O ex-senador Roberto Rocha segue como candidato ao Governo do Maranhão pelo PRTB, enquanto a Justiça Eleitoral analisa os questionamentos relacionados ao registro de sua candidatura. A defesa afirma que a situação permanece sub judice e que, portanto, não há exclusão automática da disputa eleitoral.


Durante sustentação oral no Tribunal Regional Eleitoral do Maranhão (TRE-MA), o advogado constitucionalista e eleitoralista TED Anderson Correia Teixeira, OAB/MA nº 8.041, apresentou os argumentos da defesa e apontou supostas nulidades processuais que, segundo ele, precisam ser analisadas pelas instâncias competentes.


A defesa também destacou que o artigo 16-A da Lei nº 9.504/1997 prevê que candidatos com registro sob discussão judicial podem continuar realizando atos de campanha e ter o nome mantido na urna eletrônica enquanto a candidatura estiver sub judice, ficando a validade dos votos condicionada ao eventual deferimento do registro.


Outro dispositivo citado foi o artigo 51 da Resolução-TSE nº 23.609/2019, que trata da situação de candidaturas com registro questionado judicialmente e dos efeitos das decisões e recursos apresentados no processo.


Defesa questiona produção de provas


Na sustentação apresentada ao TRE-MA, TED Anderson concentrou parte de sua argumentação em questões relacionadas ao devido processo legal, ao contraditório e à ampla defesa, garantias previstas no artigo 5º, incisos LIV e LV, da Constituição Federal.


Segundo a defesa, teria ocorrido uma contradição no processo: inicialmente, a produção de determinadas provas teria sido dispensada sob o argumento de que a controvérsia seria predominantemente jurídica.
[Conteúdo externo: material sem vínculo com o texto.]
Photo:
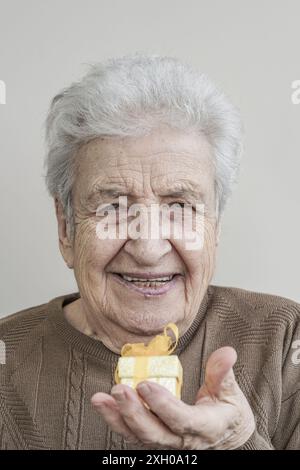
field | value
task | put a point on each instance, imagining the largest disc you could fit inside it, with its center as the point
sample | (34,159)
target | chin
(148,324)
Posteriormente, porém, elementos relacionados a fatos, pagamentos e vínculos partidários teriam sido considerados na fundamentação utilizada para questionar o registro.


“O calendário eleitoral não transforma prova dispensada em prova produzida”, afirmou o advogado durante a sustentação.


Outro ponto levantado pela defesa foi a utilização de elementos provenientes de outro processo. O advogado argumentou que documentos e fundamentos de ações distintas não poderiam ser tratados como um único conjunto probatório sem a devida incorporação aos autos e sem garantir à defesa a possibilidade de manifestação.


“O mesmo candidato não funde dois processos. O mesmo Relator não funde dois processos”, declarou TED Anderson.


Defesa anuncia continuidade das medidas judiciais


A defesa informou que continuará adotando as medidas e recursos considerados cabíveis para preservar a candidatura de Roberto Rocha, incluindo o questionamento das supostas nulidades processuais perante as instâncias superiores.


Entre os pedidos apresentados está a reabertura da instrução processual, com produção das provas requeridas pela defesa e análise das questões constitucionais apontadas antes de uma decisão definitiva sobre o registro.


“Celeridade não revoga a Constituição. Urgência não elimina contraditório”, afirmou o advogado.


Dessa forma, enquanto houver recursos e a situação permanecer sub judice, Roberto Rocha continua realizando sua campanha pelo PRTB. A defesa sustenta que trabalha para garantir sua permanência na disputa e o direito dos eleitores de escolher o candidato nas eleições de 4 de outubro.


O Blog do Gavião acompanha o andamento do processo e poderá atualizar as informações conforme novas decisões da Justiça Eleitoral.